O homem foi para seus aposentos e Xica caminhou até o pequeno quarto onde uma cama de palha estava montada. Ela deixa o balde ao lado e se prepara para fazer sua higiene pessoal. Retira seu turbante e o pendura em qualquer lugar enquanto, em sua mente, conversava com Enzo sobre o ataque que sofreu.

- Se ele é um verdadeiro cristão, deve ter um bom coração. Só deve estar confuso! - Considerou Enzo.

- Não é a religião que define o caráter do homem, mas sim suas atitudes. - Argumentou Xica.

- Você me lembrou da Valencina. Ela sempre fala esse tipo de coisa - Disse Enzo em tom de preocupação, mas rapidamente mudou o tom para continuar - Você teve uma atitude muito nobre ao impedir que eu machucasse o Mathias!

- Não fiz por nobreza, mas sim por sobrevivência! - Justificou Xica como se não merecesse o reconhecimento.

- Você fala como se ele fosse te matar, não acho que seja pra tanto - Comentou Enzo - Acho que ele queria só te dar um susto.

- E você não entendeu o problema dele comigo. Ele me persegue por eu ser do jeito que eu sou.

- Que jeito? - Perguntou Enzo, confuso com o que a mulher dizia.

- Pegue o astrolábio e veja! - disse Xica apontando para o astrolábio - Essa imagem que você vê é uma versão idealizada por mim. Meu corpo é bem diferente do que você vê aqui, na minha mente.

Ao colocar os instrumentos em seus olhos, Enzo observa o quarto onde Xica estava. Ela estava completamente nua, pois já tinha tirado suas roupas, e observava seu próprio reflexo na água do balde. A luz da lua entrava por uma pequena abertura no topo da parede, mas possibilita enxergar a imagem do peitoral de Xica em perfeita nitidez. Diferente dos volumosos seios que ela possui, dentro de sua mente, fora dela, Xica possui um peitoral masculino e explica para Enzo:

- Eu nasci no corpo errado.

Tentou falar alguma coisa, mas tudo que pensava parecia soar ofensivo. Então Enzo disse o que melhor poderia dizer naquele momento:

-Vamos dormir! Tivemos uma noite cansativa.
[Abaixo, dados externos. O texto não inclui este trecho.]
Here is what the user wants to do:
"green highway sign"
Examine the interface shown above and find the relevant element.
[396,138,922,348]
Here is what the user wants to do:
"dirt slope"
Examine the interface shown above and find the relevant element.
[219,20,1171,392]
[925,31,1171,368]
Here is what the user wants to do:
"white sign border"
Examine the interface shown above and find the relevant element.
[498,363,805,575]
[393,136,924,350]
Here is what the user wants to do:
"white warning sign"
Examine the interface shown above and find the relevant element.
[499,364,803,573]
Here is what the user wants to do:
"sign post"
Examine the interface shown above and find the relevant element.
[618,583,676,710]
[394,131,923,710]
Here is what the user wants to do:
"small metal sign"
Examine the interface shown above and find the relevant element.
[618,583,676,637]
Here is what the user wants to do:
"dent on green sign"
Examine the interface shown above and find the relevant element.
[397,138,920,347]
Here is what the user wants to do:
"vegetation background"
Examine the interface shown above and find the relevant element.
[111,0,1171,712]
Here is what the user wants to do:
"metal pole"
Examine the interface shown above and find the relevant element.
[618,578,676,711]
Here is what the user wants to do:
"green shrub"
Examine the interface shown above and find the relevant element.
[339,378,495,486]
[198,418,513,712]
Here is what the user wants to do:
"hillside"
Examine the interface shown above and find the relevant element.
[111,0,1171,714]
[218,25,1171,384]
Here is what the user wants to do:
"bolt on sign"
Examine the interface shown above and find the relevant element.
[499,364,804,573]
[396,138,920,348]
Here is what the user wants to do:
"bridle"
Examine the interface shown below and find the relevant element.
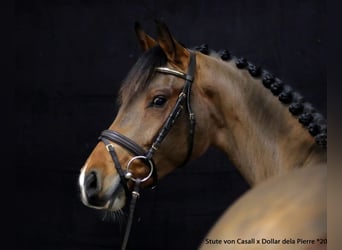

O galo ainda não tinha cantado quando Xica acordou com as batidas na porta de seus aposentos. Assim que as batidas cessaram, foi possível ouvir uma voz que se afastava da porta:

- Xica? Cadê você? Temos muitos sapatos para entregar! - Falava Antônio enquanto caminhava até a oficina - Com a chegada da Cia de Jesus, amanhã, o nosso trabalho triplicou!